One of the most notable anti-communist activities was the Festival of Twentieth Century Masterpieces and Modern Arts, which took places in Paris in 1952. The event was planned and supported by the Congress of Cultural Freedom, which was formed by the CIA. The festival’s goal was to demonstrate how the freedoms afforded by capitalism allowed maximum artistic expression. The Boston Symphony Orchestra was flown to Paris to perform pieces such as The Rite of Spring and music by composers John Cage, Gustav Mahler, Paul Hindemith, and Claude Debussy. This festival was so successful that an American journalist commented “the Boston Symphony Orchestra won more acclaim for the U.S. in Paris than John Foster Dulles or Dwight D. Eisenhower could have brought with a hundred speeches.”
Community of Nations
Since the Russian invasion of Ukraine in March, the Northern Atlantic Treaty Organization (NATO) has been in the news a lot. Formed in 1948, NATO is a military alliance created to guard against Soviet expansion and to encourage European integration.
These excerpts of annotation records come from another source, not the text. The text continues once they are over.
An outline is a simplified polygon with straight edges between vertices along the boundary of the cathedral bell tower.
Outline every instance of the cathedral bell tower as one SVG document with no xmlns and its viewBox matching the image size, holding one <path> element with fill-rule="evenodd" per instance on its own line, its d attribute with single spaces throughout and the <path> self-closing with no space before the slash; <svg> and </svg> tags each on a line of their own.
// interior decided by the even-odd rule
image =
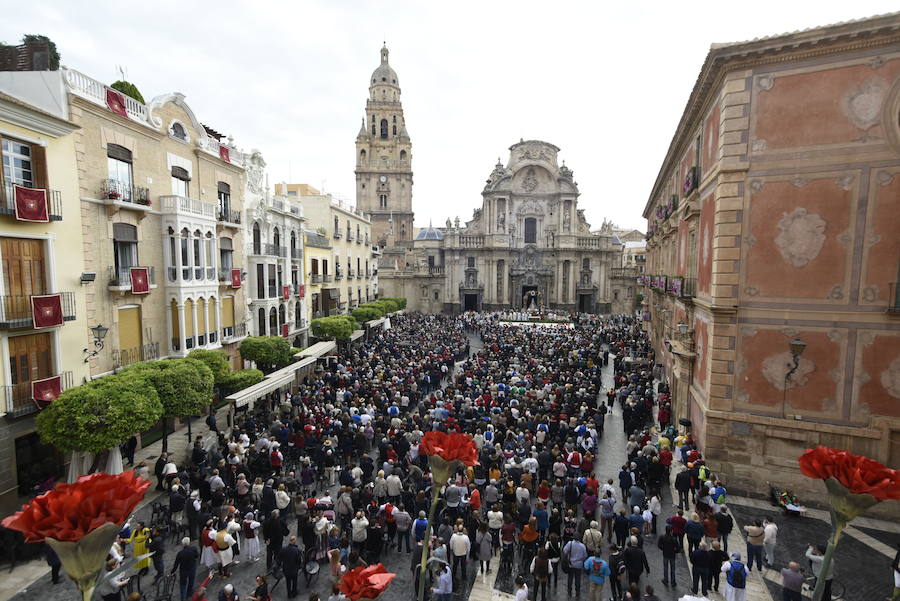
<svg viewBox="0 0 900 601">
<path fill-rule="evenodd" d="M 386 46 L 370 79 L 356 136 L 356 206 L 372 220 L 373 244 L 405 246 L 413 239 L 412 144 Z"/>
</svg>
NATO was not part of the Marshall Plan, but after the plan was in full swing, the USSR became increasingly alarmed about U.S. influence in Europe, particularly in West Germany. In the middle of 1948, Stalin blockaded West Berlin, which was controlled by the U.K., U.S., and France, but completely surrounded by East Germany. The Allied Forces responded by airlifting supplies into Berlin in a nearly yearlong effort that kept the population warm and fed and effectively forced the Soviets to back down from their position.
The experience, however, convinced the United States and its allies of the need for a military alliance that would guarantee the security of all its members. In April 1949, representatives from twelve countries signed the NATO alliance in Washington, D.C. Membership has since grown to thirty countries.
The key component of the treaty is Article 5: “The Parties agree that an armed attack against one or more of them in Europe or North America shall be considered an attack against them all….” Four countries that border Ukraine are members of NATO: Poland, Slovakia, Romania, and Hungary. This is critically important because it means that should Russia attack any of those nations in its war with Ukraine, the other members of NATO will be obliged to respond in kind.
Since the war in Ukraine began, two more nations that have long considered themselves neutral, Finland and Sweden, have applied for membership in NATO. The border between Finland and Russia is 830 miles (1,340 km) long.